More About Her: Born in Israel, Har’el is best known for her frequent collaborations with singer Zach Condon of the band Beirut. Her video for the band’s “Elephant Gun” was chosen as one of the best videos of the decade in 2010 by Paste Magazine. (Beirut composed the soundtrack for “Bombay Beach.”) The documentary tracks the lives of a diverse group of people living in Bombay Beach, one of the poorest communities in southern California on the shores of the Salton Sea.
What’s Next: “I have two things that I’m working on now,” Har’el said. “They both have a documentary aspects, but they have also actors in them. They’re more in the direction of narrative.”
How did you come upon Bombay Beach?
I was at the Coachella music festival with the band Beirut, who I’ve been working with since I moved here about four years we ago. We wanted to complement some of the footage we already shot in LA for this small music video. We had no money. I couldn’t bring a cinematographer, so I chose to shoot it myself.
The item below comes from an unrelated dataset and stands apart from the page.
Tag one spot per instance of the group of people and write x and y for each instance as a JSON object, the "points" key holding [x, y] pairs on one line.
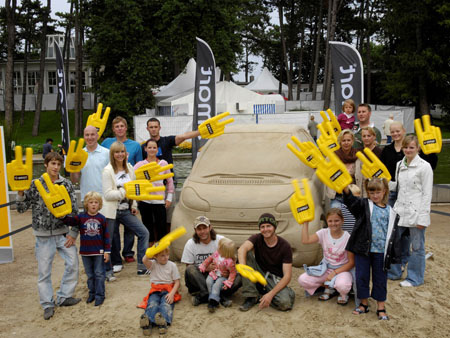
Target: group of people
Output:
{"points": [[380, 232]]}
I kind of wandered around looking for a location with a friend of mine. He took me to the Salton Sea. Immediately it made me think of all these places I know in Israel like the Dead Sea and these desert towns. So we just started driving there and as we pulled in, the sight of the sea and the desert was so striking. I just feel when I’m there… it’s like a lost and found. That’s how you feel there. You feel lost and found. You don’t know where you are. You know you can’t stay, but you feel so found in a lot of ways. I love that feeling. I wanted to capture it and I wanted to know who lives there.
It was really interesting to see all these photographers who would show up at sunset. They just kind of stand and shoot the birds, the sunset and the ruined buses. You then realize that people live here, probably confused by why these people show up. So I was curious as to who lives there. I just kind of assumed they had great stories.
I couldn’t get money to make the film so I moved there for a few a few months, figuring I could find stories as it went along.
What did the residents of Bombay Beach make of you? Was it hard getting the subjects you chose to open up to you?
I think they just didn’t take me very seriously for a while. Who’s this crazy girl with curls that just landed here? I don’t think anybody thought that out of what I was doing by myself with a small camera, a movie would would get made. I didn’t even know that.
What was your chief intention going into it?
I wanted it to be a feature. I didn’t know I wanted it to be a documentary. I didn’t know what what we were going to do. I knew I wanted to have dances and have them come out of their lives. But I didn’t know how to achieve that. Their stories ended up becoming so fascinating.
How do you describe the film now? A lot of people seem to be divided on whether it’s a straight-up documentary or a hybrid of some sort given the elaborately staged dance sequences that pop up throughout.
To be honest, I couldn’t care less how people define it. I think what matters is how you treat your subjects. They’re your collaborators. I think that the rest of it is righteous. I just have no idea how this discussion begins to be interesting. But if it is, I’m happy to have it. I just have nothing interesting to say about it. To me the only thing that’s interesting is to connect with the people I’m filming and do something creative together.
I see it as a documentary because it tells their story.